𝐃𝐚𝐭𝐚 —- I hear ‘data is the new oil’ and I think of an oil tanker spill like the Exxon Valdez or maybe like Spider-Man, ‘with big data becomes big responsibility’. I think how TikTok’s recommendation algorithm is so good because they collect better data: they give you a very limited set of choices so the data collect is meaningful. When YouTube shows you 30 links on the other hand you can come to no conclusion that the viewer didn’t like those things.
Data is a big part of everything we do in computing. In plain ordinary boring applications development the most important thing is getting your data structures straight. There is a whole art of online transaction processing and the arts of doing analytics after the fact or in real time.
𝐌𝐋 —- data is the currency of ML. If you have a real problem to solve and real test and training data you can do ok with basic algorithms out of scikit-learn. If you don’t have appropriate data you can dream about the latest algorithms and accomplish nothing.

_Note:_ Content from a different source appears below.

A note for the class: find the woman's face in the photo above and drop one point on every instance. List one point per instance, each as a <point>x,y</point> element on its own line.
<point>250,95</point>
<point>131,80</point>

You need to know the basics of linear algebra and statistics: the courses you take as a math major are great.
Like most other things there is a part of the field which is almost eternal (I think about things Yan LeCun wrote about 20 years ago almost every day and think ‘Neural Networks: Tricks of the Trade’ can turn a failing project into one that succeeds even though it was written before deep networks.) and other parts that are ephemeral. For work I did a lot with LSTM networks for text, then it was CNN networks, those have been forgotten almost because transformers can do things that would be difficult or impossible without attention. Personally I am really interested in those radiance field algorithms for scene synthesis, I haven’t done a project yet but it was clear early on that the algorithms would get much more efficient and that has been happening the whole time I’ve been watching from the sidelines.
There are ‘data scientists’ who do quantitative marketing with a lot of smak and pow and get paid really well because they really can increase revenue 850% in two years. They don’t necessarily know a lot about algorithms. If you were working in the field as a scientist you would be one of the people who writes one of the 20 papers on radiance fields a week that would never get a second vote on HN, but as a practitioner you can master the basics and solve real problems for fun and profit.